Berita tersebut pertama kali dilansir oleh Metrotvnews.com pada akhir Mei 2011. Membaca judulnya saja sudah membuat gemetar. Tak kuasa membayangkan bagaimana remuknya hati sang ibu, Sulastri, saat bayi yang sedang terlelap di sisinya itu tiba-tiba raib, dan esok harinya ditemukan dalam kondisi demikian mengenaskan.

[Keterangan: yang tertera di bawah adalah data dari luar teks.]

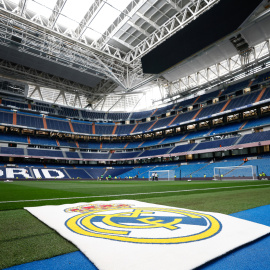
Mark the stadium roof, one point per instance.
(92, 49)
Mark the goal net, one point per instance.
(235, 172)
(162, 175)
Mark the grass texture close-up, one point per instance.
(24, 238)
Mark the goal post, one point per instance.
(166, 175)
(246, 172)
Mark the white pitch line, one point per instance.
(134, 194)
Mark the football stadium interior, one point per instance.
(118, 91)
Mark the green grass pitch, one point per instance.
(24, 239)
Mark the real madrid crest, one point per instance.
(127, 223)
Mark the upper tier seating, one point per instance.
(124, 155)
(242, 101)
(42, 141)
(56, 124)
(13, 138)
(117, 116)
(11, 151)
(255, 137)
(72, 154)
(141, 115)
(95, 156)
(44, 153)
(104, 129)
(82, 127)
(6, 117)
(216, 144)
(182, 148)
(29, 120)
(154, 152)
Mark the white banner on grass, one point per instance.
(128, 234)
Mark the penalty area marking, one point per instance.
(134, 194)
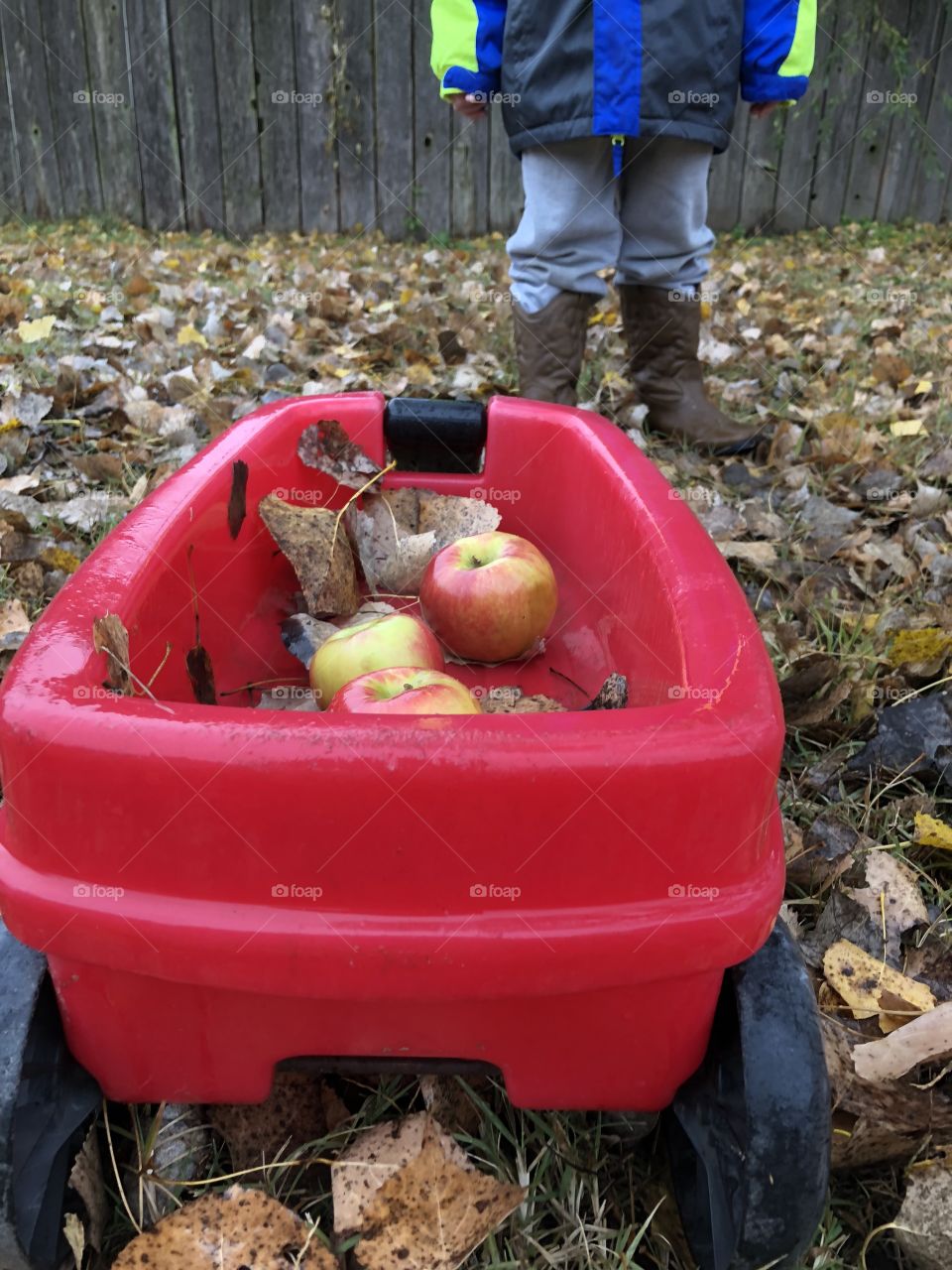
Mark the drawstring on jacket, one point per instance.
(617, 154)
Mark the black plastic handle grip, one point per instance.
(426, 426)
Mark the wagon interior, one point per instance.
(615, 611)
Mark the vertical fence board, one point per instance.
(356, 121)
(728, 172)
(33, 125)
(313, 46)
(113, 126)
(846, 86)
(758, 194)
(71, 107)
(902, 160)
(794, 177)
(238, 114)
(876, 117)
(10, 190)
(278, 109)
(431, 167)
(193, 64)
(150, 64)
(504, 178)
(934, 173)
(395, 114)
(470, 193)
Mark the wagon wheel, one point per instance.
(749, 1133)
(46, 1101)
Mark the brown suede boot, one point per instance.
(549, 347)
(662, 339)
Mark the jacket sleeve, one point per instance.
(467, 45)
(779, 37)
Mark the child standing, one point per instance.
(616, 109)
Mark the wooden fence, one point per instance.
(241, 114)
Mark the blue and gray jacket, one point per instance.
(624, 67)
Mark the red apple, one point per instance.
(404, 690)
(489, 597)
(395, 639)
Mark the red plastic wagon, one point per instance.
(220, 889)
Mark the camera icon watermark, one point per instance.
(295, 494)
(693, 693)
(497, 495)
(694, 495)
(295, 890)
(497, 98)
(689, 892)
(688, 96)
(84, 96)
(94, 693)
(507, 694)
(490, 890)
(296, 299)
(291, 96)
(93, 890)
(693, 295)
(295, 693)
(900, 298)
(885, 96)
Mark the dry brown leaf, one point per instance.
(760, 554)
(86, 1180)
(921, 1040)
(75, 1236)
(393, 559)
(14, 624)
(317, 548)
(234, 1230)
(375, 1156)
(892, 897)
(513, 701)
(111, 636)
(327, 447)
(431, 1213)
(876, 1121)
(862, 980)
(291, 1115)
(452, 517)
(99, 466)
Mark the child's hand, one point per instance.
(468, 104)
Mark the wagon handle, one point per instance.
(435, 435)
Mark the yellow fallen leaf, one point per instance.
(870, 987)
(59, 558)
(930, 832)
(189, 335)
(40, 327)
(919, 645)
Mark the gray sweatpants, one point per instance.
(649, 223)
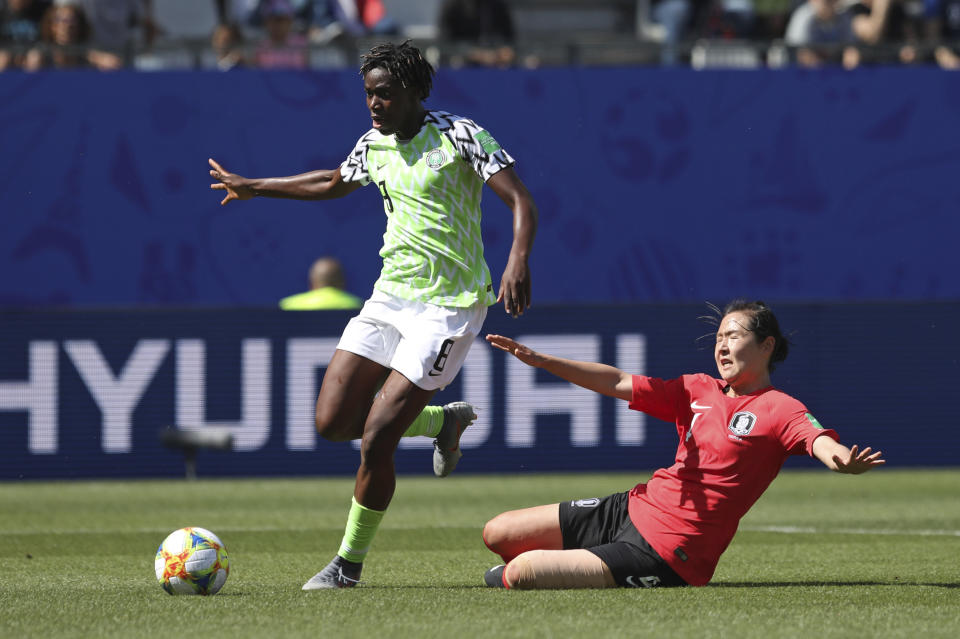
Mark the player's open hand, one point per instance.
(233, 184)
(859, 461)
(515, 348)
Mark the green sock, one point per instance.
(428, 423)
(362, 526)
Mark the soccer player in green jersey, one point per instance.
(411, 337)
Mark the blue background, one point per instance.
(652, 184)
(883, 375)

Peristiwa keji ini sontak memicu amarah warga Kabupaten Bantaeng. Lebih dari 3.000 orang menggelar aksi mendesak polisi segera menuntaskan kasus penculikan sekaligus pemerkosaan anak yang marak terjadi di kabupaten tersebut (Metrotvnews.com, 6 Juni). Sebagai informasi, dalam beberapa bulan terakhir, terjadi beberapa kasus penculikan anak di daerah tersebut. Namun kasus terakhir yang menimpa bayi inilah yang paling menghebohkan lantaran disertai indikasi pemerkosaan.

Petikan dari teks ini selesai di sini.